Awesome Gift-Shoppe Wine items + home to NJ's 'What Exit' wines! Hopewell Valley Vineyard: Just 15 minutes from the Inn you'll think you're in Italy as you experience three generations of Tuscan winemaking. Vineyards are planted with vinifera, Italian, and New World favorites. Added to these grapes, is an old world hospitality which produces a winery that is not only a place to purchase great wines, but also a destination in itself. Terhune Orchards & Winery: An orchard and farm for years in Princeton, Terhune's is now a full-fledged winery! Stop by and we think you'll agree it is different from other wineries you may have visited. Still getting their feet-wet, or should we say purple with wine production, see if you can guess why we kind-of fancy their 'Front Porch Breeze' variety. Alba Winery & Vineyard: Nestled in the Village of Finesville, Milford NJ (about 30 minutes from the Inn), is picturesque Alba Vineyard. Built in 1805, a historic barn on the property now houses the winery and tasting room, as well as the Musconetcong Art Gallery.
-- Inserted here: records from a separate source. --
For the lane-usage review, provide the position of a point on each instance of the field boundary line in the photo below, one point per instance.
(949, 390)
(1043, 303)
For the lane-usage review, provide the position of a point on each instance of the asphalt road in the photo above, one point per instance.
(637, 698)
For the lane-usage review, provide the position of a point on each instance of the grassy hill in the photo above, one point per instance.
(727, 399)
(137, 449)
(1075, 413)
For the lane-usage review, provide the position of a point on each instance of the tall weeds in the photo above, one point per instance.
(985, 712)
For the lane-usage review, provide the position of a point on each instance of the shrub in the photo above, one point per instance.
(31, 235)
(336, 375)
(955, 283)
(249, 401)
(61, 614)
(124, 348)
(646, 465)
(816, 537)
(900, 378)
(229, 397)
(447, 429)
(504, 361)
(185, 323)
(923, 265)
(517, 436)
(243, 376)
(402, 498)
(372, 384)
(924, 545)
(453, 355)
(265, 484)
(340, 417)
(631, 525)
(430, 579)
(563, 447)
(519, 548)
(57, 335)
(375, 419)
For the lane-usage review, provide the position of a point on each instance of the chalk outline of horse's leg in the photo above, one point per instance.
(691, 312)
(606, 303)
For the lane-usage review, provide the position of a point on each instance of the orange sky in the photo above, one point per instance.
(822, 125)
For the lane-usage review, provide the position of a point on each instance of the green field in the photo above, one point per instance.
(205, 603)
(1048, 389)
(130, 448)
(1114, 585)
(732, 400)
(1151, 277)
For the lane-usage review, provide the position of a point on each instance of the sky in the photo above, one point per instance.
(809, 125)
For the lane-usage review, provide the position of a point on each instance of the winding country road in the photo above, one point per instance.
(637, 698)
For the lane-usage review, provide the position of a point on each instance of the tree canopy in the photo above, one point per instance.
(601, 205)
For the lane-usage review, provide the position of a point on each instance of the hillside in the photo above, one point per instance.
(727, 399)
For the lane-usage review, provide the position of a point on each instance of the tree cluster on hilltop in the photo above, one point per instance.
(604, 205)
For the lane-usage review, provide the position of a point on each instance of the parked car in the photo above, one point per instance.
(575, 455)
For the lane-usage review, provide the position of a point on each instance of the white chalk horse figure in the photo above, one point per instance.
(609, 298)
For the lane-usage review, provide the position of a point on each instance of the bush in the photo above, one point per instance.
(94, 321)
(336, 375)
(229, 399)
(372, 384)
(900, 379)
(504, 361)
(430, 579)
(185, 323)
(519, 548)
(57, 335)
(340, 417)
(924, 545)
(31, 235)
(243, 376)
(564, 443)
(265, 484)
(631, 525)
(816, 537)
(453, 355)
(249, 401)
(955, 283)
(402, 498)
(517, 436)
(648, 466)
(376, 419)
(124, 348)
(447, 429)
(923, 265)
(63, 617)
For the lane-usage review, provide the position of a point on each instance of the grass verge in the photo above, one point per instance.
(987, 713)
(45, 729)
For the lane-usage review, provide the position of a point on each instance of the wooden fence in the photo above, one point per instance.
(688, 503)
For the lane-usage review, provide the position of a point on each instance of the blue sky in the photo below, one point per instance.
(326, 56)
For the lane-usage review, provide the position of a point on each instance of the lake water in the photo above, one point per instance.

Throughout the year, exhibits of artwork, from both prominent and emerging local artists is displayed, both on the main floor and in the upstairs balcony. Winery hours are Sunday through Friday: 11 am - 5 pm, Saturday: 11 am - 6 pm. Admission to the gallery is free, and all works are for sale. Beneduce Vineyards: A young NJ Winery, open for tastings Wednesday - Sunday. Weekend music & wine events open to the public, so check their website for details. Villa Milagro: Located along the Delaware River, Warren Hills Appellation, its breathtaking views help earn the name "House of Miracles." The Winery uses organic, sustainable practices and ten varieties of grapes to create their complex and innovative wines. Weekend tastings from 11am - 5pm and lots of public weekend events, so check their website for information. Sand Castle Winery: Never been to Napa but looking for a wine education? Located in Bucks County, Pa, just 20 minutes from the Inn, Sand Castle is passionate about wine education.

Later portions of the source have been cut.